Remembering those who lost their lives on Holocaust Memorial DayPosted on: Thursday, January 27, 2022
Newark and Sherwood District Council led a small ceremony this week to pay respect to victims of genocide on Holocaust Memorial Day. The small remembrance service was held at the Irena Sendler statue on London Road in Newark.
Holocaust Memorial Day on Thursday 27 January encourages remembrance in a world scarred by genocide. It’s a day to remember the six million Jews who lost their lives during the Holocaust, alongside the millions of other people who died under Nazi persecution of other groups and in genocides that followed in Cambodia, Rwanda, Bosnia and Darfur.

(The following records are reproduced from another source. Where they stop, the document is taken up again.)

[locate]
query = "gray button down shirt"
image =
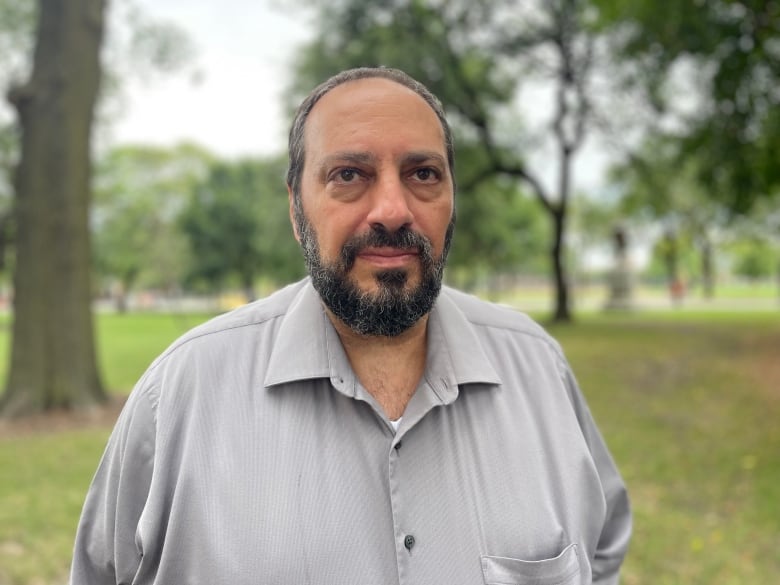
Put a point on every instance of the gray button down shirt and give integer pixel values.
(249, 453)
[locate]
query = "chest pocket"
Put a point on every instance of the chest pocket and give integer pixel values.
(561, 570)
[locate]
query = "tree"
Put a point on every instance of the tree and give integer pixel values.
(237, 224)
(53, 358)
(475, 56)
(140, 192)
(658, 187)
(711, 69)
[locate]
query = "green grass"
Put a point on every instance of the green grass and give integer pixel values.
(128, 343)
(689, 404)
(690, 407)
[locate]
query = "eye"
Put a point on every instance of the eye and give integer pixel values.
(346, 175)
(426, 174)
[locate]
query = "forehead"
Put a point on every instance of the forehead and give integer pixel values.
(372, 113)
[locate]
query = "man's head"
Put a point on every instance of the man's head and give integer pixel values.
(371, 184)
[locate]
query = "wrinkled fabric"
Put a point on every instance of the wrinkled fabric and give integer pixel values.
(249, 453)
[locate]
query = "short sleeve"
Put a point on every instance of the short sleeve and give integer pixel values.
(106, 551)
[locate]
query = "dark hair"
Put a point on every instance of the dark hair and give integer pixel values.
(296, 140)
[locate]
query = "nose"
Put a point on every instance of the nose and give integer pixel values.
(390, 204)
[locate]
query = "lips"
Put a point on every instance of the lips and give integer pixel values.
(387, 256)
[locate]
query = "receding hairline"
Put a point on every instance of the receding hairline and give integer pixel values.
(299, 128)
(383, 81)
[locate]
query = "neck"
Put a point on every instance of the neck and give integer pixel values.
(389, 368)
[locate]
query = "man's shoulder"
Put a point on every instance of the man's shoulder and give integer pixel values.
(488, 315)
(255, 316)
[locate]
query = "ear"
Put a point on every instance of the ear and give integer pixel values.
(291, 199)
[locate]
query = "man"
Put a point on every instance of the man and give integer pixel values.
(364, 425)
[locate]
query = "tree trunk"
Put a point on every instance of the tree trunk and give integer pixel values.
(674, 282)
(53, 361)
(707, 269)
(562, 311)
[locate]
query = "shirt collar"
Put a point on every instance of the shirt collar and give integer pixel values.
(455, 352)
(307, 343)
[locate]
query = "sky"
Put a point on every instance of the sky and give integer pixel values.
(233, 105)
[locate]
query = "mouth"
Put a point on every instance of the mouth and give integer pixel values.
(388, 257)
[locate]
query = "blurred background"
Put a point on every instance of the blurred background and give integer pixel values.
(618, 176)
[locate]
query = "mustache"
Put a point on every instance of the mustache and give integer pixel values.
(401, 239)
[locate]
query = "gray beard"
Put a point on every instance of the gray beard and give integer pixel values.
(392, 309)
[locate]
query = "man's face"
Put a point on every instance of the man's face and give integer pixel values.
(378, 202)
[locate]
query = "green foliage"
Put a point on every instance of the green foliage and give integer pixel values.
(731, 50)
(237, 224)
(140, 192)
(755, 259)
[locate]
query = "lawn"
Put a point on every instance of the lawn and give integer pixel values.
(689, 404)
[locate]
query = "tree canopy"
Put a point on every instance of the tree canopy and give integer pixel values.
(715, 65)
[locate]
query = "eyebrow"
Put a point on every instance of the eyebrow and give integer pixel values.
(355, 157)
(360, 157)
(423, 157)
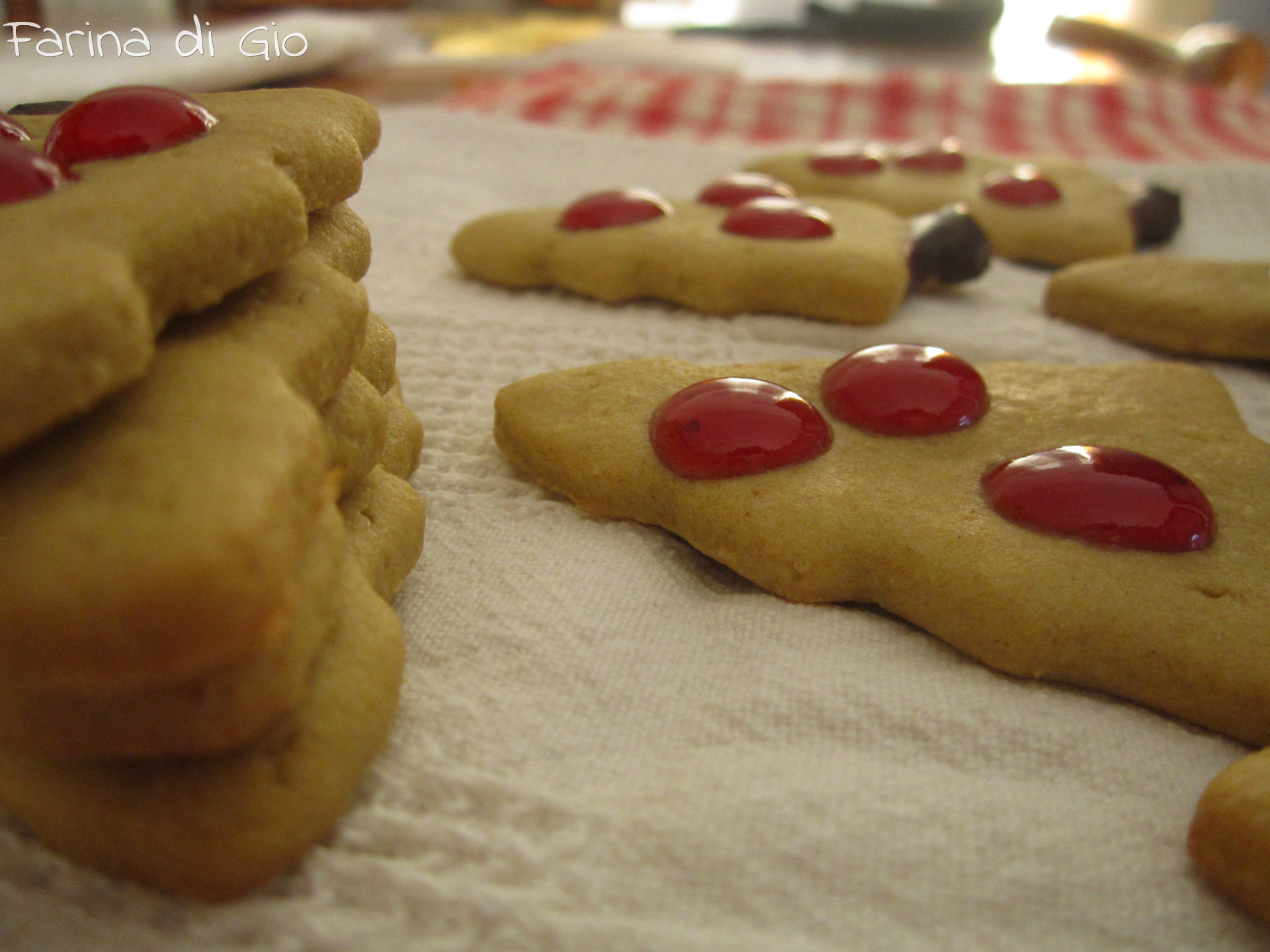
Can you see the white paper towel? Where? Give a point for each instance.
(610, 743)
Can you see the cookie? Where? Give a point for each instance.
(1048, 212)
(154, 235)
(179, 568)
(839, 260)
(1187, 306)
(908, 180)
(218, 828)
(906, 521)
(1230, 836)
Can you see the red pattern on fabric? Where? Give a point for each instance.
(1156, 121)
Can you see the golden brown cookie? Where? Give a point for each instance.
(1188, 306)
(157, 235)
(1230, 836)
(220, 826)
(1044, 212)
(883, 180)
(181, 568)
(859, 274)
(904, 522)
(229, 706)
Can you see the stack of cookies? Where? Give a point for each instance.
(202, 499)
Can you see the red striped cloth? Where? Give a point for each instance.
(1143, 121)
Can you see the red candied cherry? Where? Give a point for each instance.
(614, 208)
(905, 390)
(947, 157)
(741, 187)
(13, 130)
(1103, 494)
(847, 159)
(125, 121)
(736, 427)
(778, 219)
(1023, 186)
(26, 175)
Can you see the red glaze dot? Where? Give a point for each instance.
(1101, 494)
(847, 160)
(26, 175)
(737, 427)
(614, 208)
(905, 390)
(13, 130)
(778, 219)
(1023, 187)
(125, 121)
(945, 157)
(741, 187)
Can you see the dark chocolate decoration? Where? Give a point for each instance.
(1156, 214)
(51, 108)
(949, 247)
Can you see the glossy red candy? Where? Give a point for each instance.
(847, 160)
(1101, 494)
(737, 427)
(614, 208)
(741, 187)
(26, 175)
(13, 130)
(125, 121)
(778, 219)
(1021, 187)
(905, 390)
(945, 157)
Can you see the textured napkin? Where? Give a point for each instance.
(228, 56)
(609, 742)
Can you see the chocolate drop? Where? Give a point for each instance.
(949, 248)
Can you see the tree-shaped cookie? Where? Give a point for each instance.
(149, 204)
(743, 245)
(1047, 212)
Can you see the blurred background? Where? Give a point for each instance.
(421, 50)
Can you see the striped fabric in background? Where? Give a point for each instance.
(1154, 121)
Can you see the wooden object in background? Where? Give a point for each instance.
(1210, 54)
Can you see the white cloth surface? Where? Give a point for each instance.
(609, 743)
(27, 77)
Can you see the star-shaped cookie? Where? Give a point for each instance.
(902, 521)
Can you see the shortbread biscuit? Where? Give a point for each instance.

In June 2021, Polish humanitarian hero Irena Sendler had her statue officially unveiled at Newark’s Fountain Gardens on London Road. Irena worked tirelessly during World War II to help protect and rescue many Jewish children and their families from the evils of the Holocaust.
Today’s small ceremony provided an opportunity for local people to pay tribute to victims of the Holocaust. Wreaths were laid by Deputy Lord Lieutenant Air Chief Marshal Rt’d Sir Andrew Pulford, Consul General of the Republic of Poland Michał Mazurek, Polish Vice Consul and Head of Consular, Cultural, Public Diplomacy and Polish Affairs Section Patryk Gowin, Newark and Sherwood District Council Chairman Councillor Penny Rainbow and Newark Town Mayor Councillor Lisa Geary.
Head of Consular, Cultural, Public Diplomacy and Polish Affairs Section, Patryk Gowin, said: ‘The United Nations General Assembly set 27 of January as an International Holocaust Remembrance Day. This date is a pivotal reminder of how vigilant we ought to be in our efforts to protect the notions of respect, peace and coexistence of divergent cultures.
‘As history showed us myriad of times, even a tiny, little dent in a layer of tolerance may lead to tragic consequences for millions of people across the globe.
‘Gathering today, however, around Irena Sendler’s statue we are united in a common objective which highlights the importance of unrelenting will in saying proverbial “no” to cruelty and inhumane actions ignited by self-centered thinking and blind race for dominance over the freedom of nations.’
Air Chief Marshal Rt’d Sir Andrew Pulford, said: ‘I felt privileged to have been involved in the unveiling of Irena’s statue last year and it is an honour to lay a wreath here today on Holocaust Memorial Day. It is a day of Remembrance of the Jews and others who suffered during the holocaust but also of the bravery and courage of many, like Irena Sendler, who stood up against tyranny and evil.’
Newark and Sherwood District Council Chairman Councillor, Penny Rainbow, said: ‘Today we remember the victims of the Holocaust and honour the survivors and all those whose lives were changed beyond recognition.
‘It’s quite right that we pay our respects at the Irena Sendler statue as we pay tribute to all she sacrificed to save countless lives during World War II. It is an honour to have her he in our town and it makes me very proud to see her here in our community.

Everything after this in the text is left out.